Photo on 25-04-2014 at 02.26 #2

I wrote a song last year called “You Will”. I wrote it for someone I’d ended up hurting quite a lot, the song is basically me apologising and telling that person that they are better off without me; an apologetic warning, if you will. I think it’s one of the most direct songs I’ve written and I kind of shrugged it off as one of my lesser efforts at the time because it’s so simple, but it’s grown on me since.

I wrote the majority of this song in Greece last year whilst re-reading the myths, and although there’s a couple of sly references to Shakespeare, self-harm and the Trojan horse, the song is mostly about Orion (the hunter), and the boy mentioned above. Orion is one of the only constellations I can successfully pick out in the sky. The Orion myth I’m singing about combines the versions as told by Hesiod and Hyginus, which I will recap here:

Orion is first led astray by a girl called Merope, whose angry father discovers Orion and blinds him out of rage. After regaining his sight, Orion befriends Artemis, and becomes the only mortal who can keep up with her hunting skill. Her jealous twin brother, Apollo, kills Orion with a scorpion. Devastated Artemis cries a mountain of tears and begs Zeus (the king of the Gods) to hang Orion’s portrait in the stars, so that he will never be forgotten, and that is where he still twinkles today with his arrow raised above him and his shield raised in front of him, mid-hunt.
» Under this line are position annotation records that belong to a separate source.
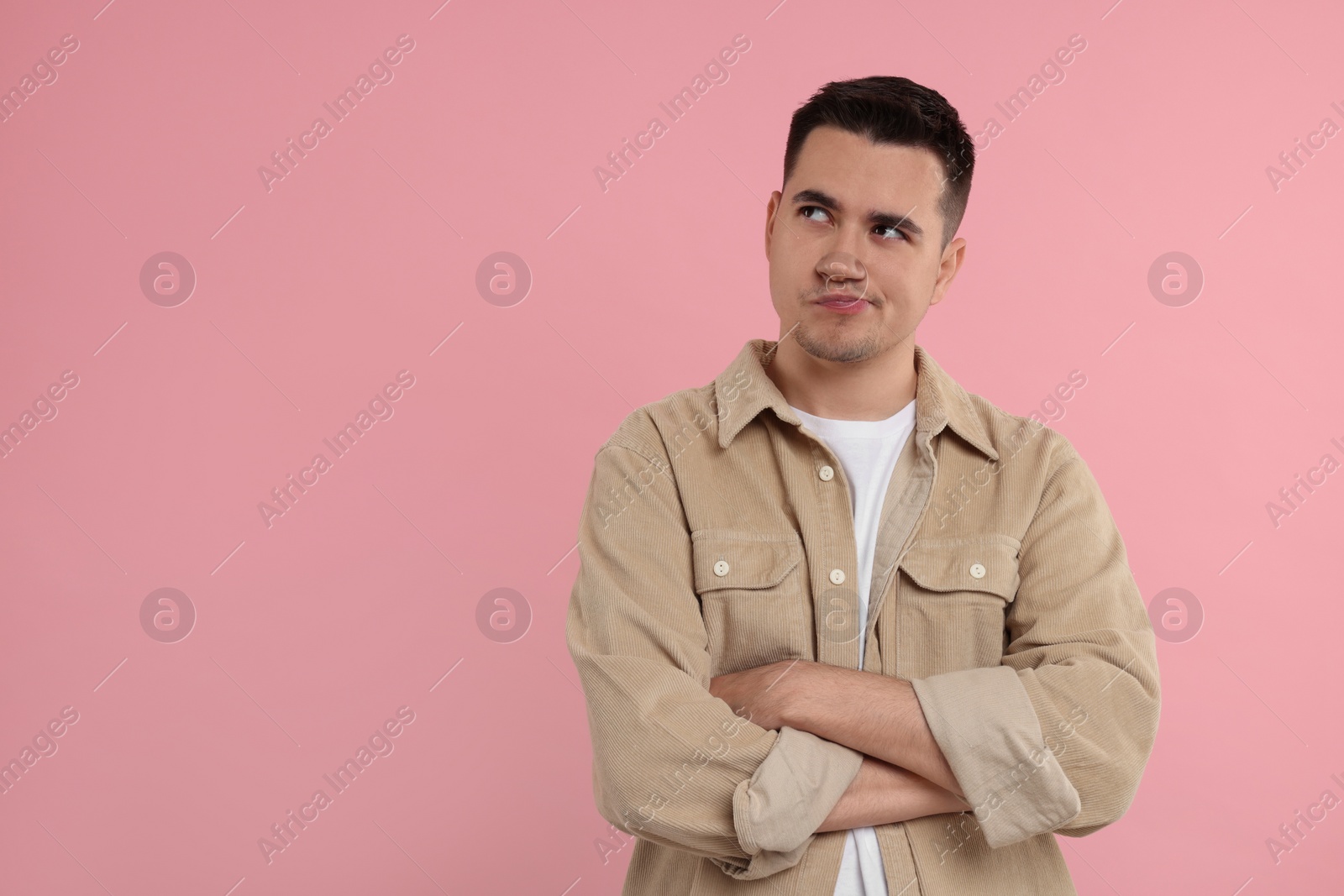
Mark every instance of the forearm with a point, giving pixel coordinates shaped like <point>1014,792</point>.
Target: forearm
<point>882,794</point>
<point>877,715</point>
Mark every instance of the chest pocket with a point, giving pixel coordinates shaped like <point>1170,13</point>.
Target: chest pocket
<point>752,597</point>
<point>952,604</point>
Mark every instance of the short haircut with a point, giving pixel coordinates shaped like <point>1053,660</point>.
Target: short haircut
<point>894,110</point>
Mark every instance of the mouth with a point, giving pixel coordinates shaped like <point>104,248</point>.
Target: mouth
<point>843,302</point>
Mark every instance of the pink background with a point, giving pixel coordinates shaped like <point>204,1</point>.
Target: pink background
<point>362,261</point>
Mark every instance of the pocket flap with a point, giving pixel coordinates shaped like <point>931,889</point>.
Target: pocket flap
<point>743,559</point>
<point>953,566</point>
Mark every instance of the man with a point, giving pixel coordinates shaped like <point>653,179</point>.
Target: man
<point>843,626</point>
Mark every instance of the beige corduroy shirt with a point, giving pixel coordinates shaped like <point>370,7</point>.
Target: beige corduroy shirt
<point>709,543</point>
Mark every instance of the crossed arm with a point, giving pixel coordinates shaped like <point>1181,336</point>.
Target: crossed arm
<point>904,775</point>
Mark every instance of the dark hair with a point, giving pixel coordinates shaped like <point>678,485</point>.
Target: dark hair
<point>894,110</point>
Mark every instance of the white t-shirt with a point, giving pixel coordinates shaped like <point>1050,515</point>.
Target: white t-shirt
<point>867,450</point>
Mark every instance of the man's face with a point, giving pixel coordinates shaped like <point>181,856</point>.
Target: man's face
<point>858,219</point>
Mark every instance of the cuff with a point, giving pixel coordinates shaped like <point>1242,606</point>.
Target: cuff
<point>991,736</point>
<point>779,809</point>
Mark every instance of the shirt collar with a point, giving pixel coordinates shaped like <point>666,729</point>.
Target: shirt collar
<point>940,401</point>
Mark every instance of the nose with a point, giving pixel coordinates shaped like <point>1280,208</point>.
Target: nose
<point>839,269</point>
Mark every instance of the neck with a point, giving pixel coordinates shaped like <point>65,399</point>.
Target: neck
<point>869,390</point>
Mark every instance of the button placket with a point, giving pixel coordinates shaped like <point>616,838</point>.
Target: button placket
<point>835,506</point>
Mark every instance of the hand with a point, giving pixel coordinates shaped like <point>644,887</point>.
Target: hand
<point>761,694</point>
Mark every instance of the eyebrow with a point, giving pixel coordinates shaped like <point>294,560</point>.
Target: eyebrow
<point>831,203</point>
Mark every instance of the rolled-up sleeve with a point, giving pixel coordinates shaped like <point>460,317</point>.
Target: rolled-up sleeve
<point>671,762</point>
<point>1057,738</point>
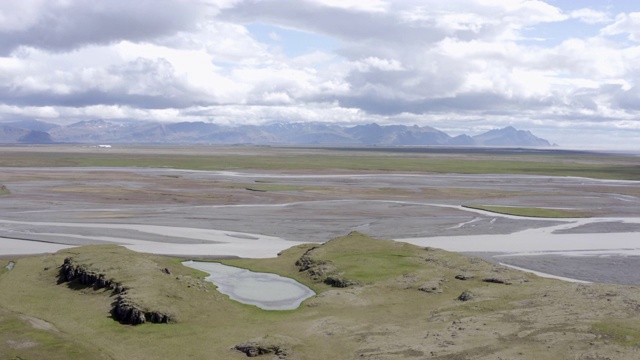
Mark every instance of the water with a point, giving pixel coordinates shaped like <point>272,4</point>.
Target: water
<point>264,290</point>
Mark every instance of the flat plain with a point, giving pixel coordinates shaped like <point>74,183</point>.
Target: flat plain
<point>248,204</point>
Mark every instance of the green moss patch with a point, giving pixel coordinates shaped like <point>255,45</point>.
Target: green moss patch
<point>532,212</point>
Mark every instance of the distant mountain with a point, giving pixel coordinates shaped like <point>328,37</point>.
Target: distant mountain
<point>302,133</point>
<point>509,136</point>
<point>16,135</point>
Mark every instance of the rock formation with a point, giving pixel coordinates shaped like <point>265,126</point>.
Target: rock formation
<point>124,310</point>
<point>319,270</point>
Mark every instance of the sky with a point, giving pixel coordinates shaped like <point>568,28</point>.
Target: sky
<point>566,70</point>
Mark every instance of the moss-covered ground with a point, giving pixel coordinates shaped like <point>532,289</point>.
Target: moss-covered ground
<point>386,316</point>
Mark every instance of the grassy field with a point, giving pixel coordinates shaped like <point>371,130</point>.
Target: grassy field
<point>603,166</point>
<point>386,316</point>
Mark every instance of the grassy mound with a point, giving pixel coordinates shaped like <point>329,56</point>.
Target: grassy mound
<point>402,302</point>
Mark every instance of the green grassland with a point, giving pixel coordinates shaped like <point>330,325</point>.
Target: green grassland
<point>604,166</point>
<point>533,212</point>
<point>385,316</point>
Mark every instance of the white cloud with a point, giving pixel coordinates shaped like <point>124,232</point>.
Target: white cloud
<point>625,24</point>
<point>449,64</point>
<point>590,16</point>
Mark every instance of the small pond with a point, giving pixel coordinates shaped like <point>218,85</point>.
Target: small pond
<point>264,290</point>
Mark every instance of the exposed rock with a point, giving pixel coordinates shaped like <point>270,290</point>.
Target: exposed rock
<point>274,345</point>
<point>305,262</point>
<point>497,281</point>
<point>431,287</point>
<point>123,310</point>
<point>339,282</point>
<point>464,277</point>
<point>465,296</point>
<point>317,269</point>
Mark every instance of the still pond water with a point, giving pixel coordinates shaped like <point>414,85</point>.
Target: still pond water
<point>264,290</point>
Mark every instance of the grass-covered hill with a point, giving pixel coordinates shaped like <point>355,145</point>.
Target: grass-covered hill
<point>375,299</point>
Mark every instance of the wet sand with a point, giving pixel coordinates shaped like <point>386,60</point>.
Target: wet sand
<point>211,213</point>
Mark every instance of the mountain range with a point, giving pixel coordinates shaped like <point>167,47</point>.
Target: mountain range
<point>105,132</point>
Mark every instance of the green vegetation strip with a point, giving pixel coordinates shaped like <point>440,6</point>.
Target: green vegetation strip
<point>531,212</point>
<point>592,166</point>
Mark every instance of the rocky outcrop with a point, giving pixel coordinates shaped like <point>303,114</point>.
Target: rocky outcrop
<point>276,346</point>
<point>70,272</point>
<point>432,287</point>
<point>465,296</point>
<point>339,282</point>
<point>124,310</point>
<point>495,280</point>
<point>319,270</point>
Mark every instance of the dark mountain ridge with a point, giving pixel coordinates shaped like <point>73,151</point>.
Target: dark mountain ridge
<point>302,133</point>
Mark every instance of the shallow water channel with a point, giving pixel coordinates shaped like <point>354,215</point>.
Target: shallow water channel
<point>264,290</point>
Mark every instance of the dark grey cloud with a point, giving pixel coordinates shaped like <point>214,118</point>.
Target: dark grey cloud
<point>59,27</point>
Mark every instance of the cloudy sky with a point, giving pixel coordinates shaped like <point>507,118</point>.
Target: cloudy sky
<point>567,70</point>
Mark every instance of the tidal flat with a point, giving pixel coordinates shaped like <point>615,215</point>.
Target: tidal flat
<point>245,206</point>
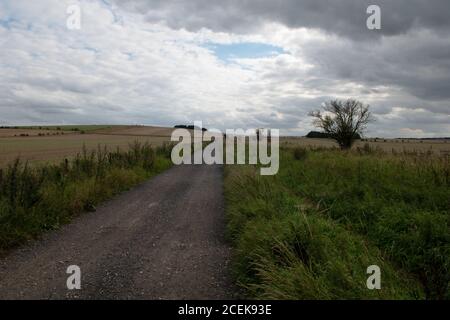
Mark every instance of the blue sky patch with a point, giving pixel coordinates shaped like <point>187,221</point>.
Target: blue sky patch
<point>244,50</point>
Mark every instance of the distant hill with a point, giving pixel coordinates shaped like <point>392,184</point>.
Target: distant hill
<point>190,127</point>
<point>322,135</point>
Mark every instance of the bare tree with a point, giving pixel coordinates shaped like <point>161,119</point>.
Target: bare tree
<point>343,121</point>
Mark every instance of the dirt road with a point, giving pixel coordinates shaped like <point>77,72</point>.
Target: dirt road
<point>161,240</point>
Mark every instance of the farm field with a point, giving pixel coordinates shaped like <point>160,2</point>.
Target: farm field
<point>54,147</point>
<point>438,147</point>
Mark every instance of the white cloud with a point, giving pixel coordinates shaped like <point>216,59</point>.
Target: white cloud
<point>121,68</point>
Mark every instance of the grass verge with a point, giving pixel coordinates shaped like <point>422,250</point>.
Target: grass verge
<point>37,199</point>
<point>312,231</point>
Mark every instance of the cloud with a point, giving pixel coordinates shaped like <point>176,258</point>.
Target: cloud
<point>149,62</point>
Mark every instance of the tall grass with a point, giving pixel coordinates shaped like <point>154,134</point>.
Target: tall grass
<point>311,231</point>
<point>36,199</point>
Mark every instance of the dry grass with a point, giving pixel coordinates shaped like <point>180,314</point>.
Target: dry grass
<point>387,145</point>
<point>41,149</point>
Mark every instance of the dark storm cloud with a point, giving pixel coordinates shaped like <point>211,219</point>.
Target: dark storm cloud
<point>346,17</point>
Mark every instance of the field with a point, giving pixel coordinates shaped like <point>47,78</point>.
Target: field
<point>312,231</point>
<point>439,147</point>
<point>36,199</point>
<point>53,145</point>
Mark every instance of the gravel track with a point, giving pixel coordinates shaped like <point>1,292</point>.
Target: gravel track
<point>162,240</point>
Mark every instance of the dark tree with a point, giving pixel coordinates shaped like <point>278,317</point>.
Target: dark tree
<point>343,121</point>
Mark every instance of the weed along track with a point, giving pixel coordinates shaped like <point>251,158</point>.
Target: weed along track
<point>161,240</point>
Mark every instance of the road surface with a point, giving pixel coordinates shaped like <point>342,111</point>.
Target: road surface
<point>162,240</point>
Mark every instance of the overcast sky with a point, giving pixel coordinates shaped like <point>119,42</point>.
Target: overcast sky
<point>230,64</point>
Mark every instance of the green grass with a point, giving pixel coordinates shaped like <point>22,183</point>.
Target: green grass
<point>34,200</point>
<point>311,231</point>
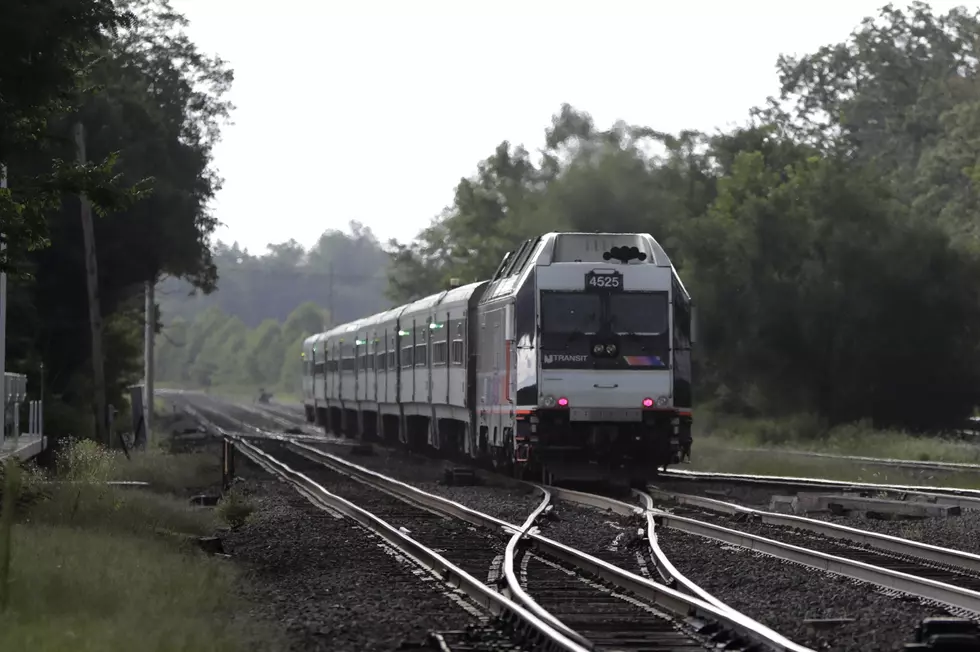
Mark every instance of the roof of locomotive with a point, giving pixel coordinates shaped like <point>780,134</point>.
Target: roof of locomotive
<point>462,293</point>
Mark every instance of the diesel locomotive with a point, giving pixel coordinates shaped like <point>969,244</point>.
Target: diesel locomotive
<point>572,361</point>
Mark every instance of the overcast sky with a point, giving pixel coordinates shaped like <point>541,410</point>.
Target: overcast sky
<point>373,110</point>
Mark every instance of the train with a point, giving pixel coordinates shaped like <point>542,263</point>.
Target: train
<point>573,361</point>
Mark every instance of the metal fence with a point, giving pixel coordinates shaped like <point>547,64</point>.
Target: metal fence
<point>15,397</point>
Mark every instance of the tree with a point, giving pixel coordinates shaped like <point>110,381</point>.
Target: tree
<point>47,48</point>
<point>899,94</point>
<point>153,109</point>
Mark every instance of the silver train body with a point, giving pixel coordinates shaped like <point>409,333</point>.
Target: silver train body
<point>573,360</point>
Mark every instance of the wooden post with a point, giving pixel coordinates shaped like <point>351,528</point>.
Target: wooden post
<point>3,332</point>
<point>94,308</point>
<point>148,352</point>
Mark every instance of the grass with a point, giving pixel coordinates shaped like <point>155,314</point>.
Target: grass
<point>718,438</point>
<point>102,568</point>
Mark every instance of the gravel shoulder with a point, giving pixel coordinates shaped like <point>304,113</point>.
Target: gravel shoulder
<point>783,595</point>
<point>508,503</point>
<point>332,584</point>
<point>956,532</point>
<point>608,536</point>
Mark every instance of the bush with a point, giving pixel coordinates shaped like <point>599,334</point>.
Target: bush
<point>235,509</point>
<point>85,461</point>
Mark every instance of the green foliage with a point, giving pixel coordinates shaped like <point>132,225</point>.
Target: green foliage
<point>152,109</point>
<point>345,272</point>
<point>48,48</point>
<point>85,461</point>
<point>218,350</point>
<point>235,509</point>
<point>830,243</point>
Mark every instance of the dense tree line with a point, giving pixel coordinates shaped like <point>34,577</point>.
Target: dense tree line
<point>152,105</point>
<point>830,242</point>
<point>219,350</point>
<point>344,272</point>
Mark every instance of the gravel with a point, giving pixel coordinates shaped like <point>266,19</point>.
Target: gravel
<point>957,532</point>
<point>512,504</point>
<point>332,584</point>
<point>508,503</point>
<point>475,550</point>
<point>783,594</point>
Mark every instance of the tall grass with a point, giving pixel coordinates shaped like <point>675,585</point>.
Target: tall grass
<point>96,567</point>
<point>807,433</point>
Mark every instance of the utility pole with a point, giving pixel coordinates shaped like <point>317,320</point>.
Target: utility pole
<point>330,293</point>
<point>148,352</point>
<point>3,330</point>
<point>94,308</point>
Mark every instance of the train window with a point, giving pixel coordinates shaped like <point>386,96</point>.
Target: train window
<point>638,312</point>
<point>512,263</point>
<point>570,312</point>
<point>439,353</point>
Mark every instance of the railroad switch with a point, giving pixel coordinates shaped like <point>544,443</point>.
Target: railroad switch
<point>459,477</point>
<point>362,449</point>
<point>946,635</point>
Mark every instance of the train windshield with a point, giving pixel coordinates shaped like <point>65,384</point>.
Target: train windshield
<point>638,312</point>
<point>570,312</point>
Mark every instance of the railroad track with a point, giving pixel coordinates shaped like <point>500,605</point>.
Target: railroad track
<point>557,591</point>
<point>563,598</point>
<point>963,498</point>
<point>948,577</point>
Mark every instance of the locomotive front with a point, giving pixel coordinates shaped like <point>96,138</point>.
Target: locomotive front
<point>613,359</point>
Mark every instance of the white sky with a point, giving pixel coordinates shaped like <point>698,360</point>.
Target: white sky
<point>373,109</point>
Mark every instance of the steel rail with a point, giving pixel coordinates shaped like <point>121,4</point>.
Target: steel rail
<point>672,600</point>
<point>514,584</point>
<point>884,577</point>
<point>919,586</point>
<point>875,461</point>
<point>964,498</point>
<point>897,545</point>
<point>545,637</point>
<point>671,576</point>
<point>692,609</point>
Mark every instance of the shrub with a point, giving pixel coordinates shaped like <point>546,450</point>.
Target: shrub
<point>235,509</point>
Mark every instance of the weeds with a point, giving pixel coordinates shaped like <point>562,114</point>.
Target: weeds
<point>90,570</point>
<point>235,509</point>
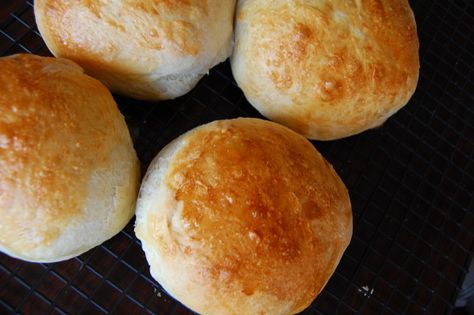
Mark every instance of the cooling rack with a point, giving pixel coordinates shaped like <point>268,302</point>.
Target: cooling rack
<point>411,183</point>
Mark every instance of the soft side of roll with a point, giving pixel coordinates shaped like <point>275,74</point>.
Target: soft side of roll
<point>68,172</point>
<point>151,49</point>
<point>243,216</point>
<point>326,69</point>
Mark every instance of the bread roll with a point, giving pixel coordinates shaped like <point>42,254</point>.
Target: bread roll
<point>68,171</point>
<point>326,69</point>
<point>150,49</point>
<point>243,217</point>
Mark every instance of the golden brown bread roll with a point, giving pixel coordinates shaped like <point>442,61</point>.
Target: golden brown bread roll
<point>68,171</point>
<point>243,216</point>
<point>326,69</point>
<point>147,49</point>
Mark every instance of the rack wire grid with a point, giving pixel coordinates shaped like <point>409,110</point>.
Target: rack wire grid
<point>411,183</point>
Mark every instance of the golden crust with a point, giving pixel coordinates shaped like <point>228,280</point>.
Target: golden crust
<point>257,219</point>
<point>327,69</point>
<point>58,129</point>
<point>132,45</point>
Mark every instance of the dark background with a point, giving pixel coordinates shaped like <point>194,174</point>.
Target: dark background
<point>411,184</point>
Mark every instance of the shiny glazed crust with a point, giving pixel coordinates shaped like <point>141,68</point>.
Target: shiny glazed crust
<point>326,69</point>
<point>152,49</point>
<point>243,216</point>
<point>68,171</point>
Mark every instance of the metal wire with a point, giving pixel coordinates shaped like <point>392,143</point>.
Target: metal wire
<point>411,183</point>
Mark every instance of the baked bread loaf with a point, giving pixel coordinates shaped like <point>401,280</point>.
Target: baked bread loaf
<point>149,49</point>
<point>68,171</point>
<point>326,69</point>
<point>243,216</point>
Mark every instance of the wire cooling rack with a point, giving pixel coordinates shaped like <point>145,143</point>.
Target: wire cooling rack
<point>411,184</point>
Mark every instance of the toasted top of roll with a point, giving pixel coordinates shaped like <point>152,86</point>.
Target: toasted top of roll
<point>326,69</point>
<point>151,49</point>
<point>243,216</point>
<point>68,171</point>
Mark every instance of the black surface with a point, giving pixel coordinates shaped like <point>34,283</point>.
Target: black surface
<point>411,184</point>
Artemis has been my favourite goddess since I was about 7 (I still have clumsy drawings I made of her at primary school) so it was very self-indulgent to try and look through her eyes whilst writing this song. I’m notoriously dismissive with boys and had a reputation for being quite cool (cruel) with potential suitors in my younger years. Looking back I do feel a sense of remorse when considering all these poor ignored boys from the past: nobody wants to think they’re leaving a trail of broken hearts and misery behind them, even if your own heart has been beaten up over the years as well. Immortalising this particular boy and our brief time together in a song is my version of a portrait in the stars, I guess. I wonder if he’ll ever hear it, and if he does, if he’ll recognise himself?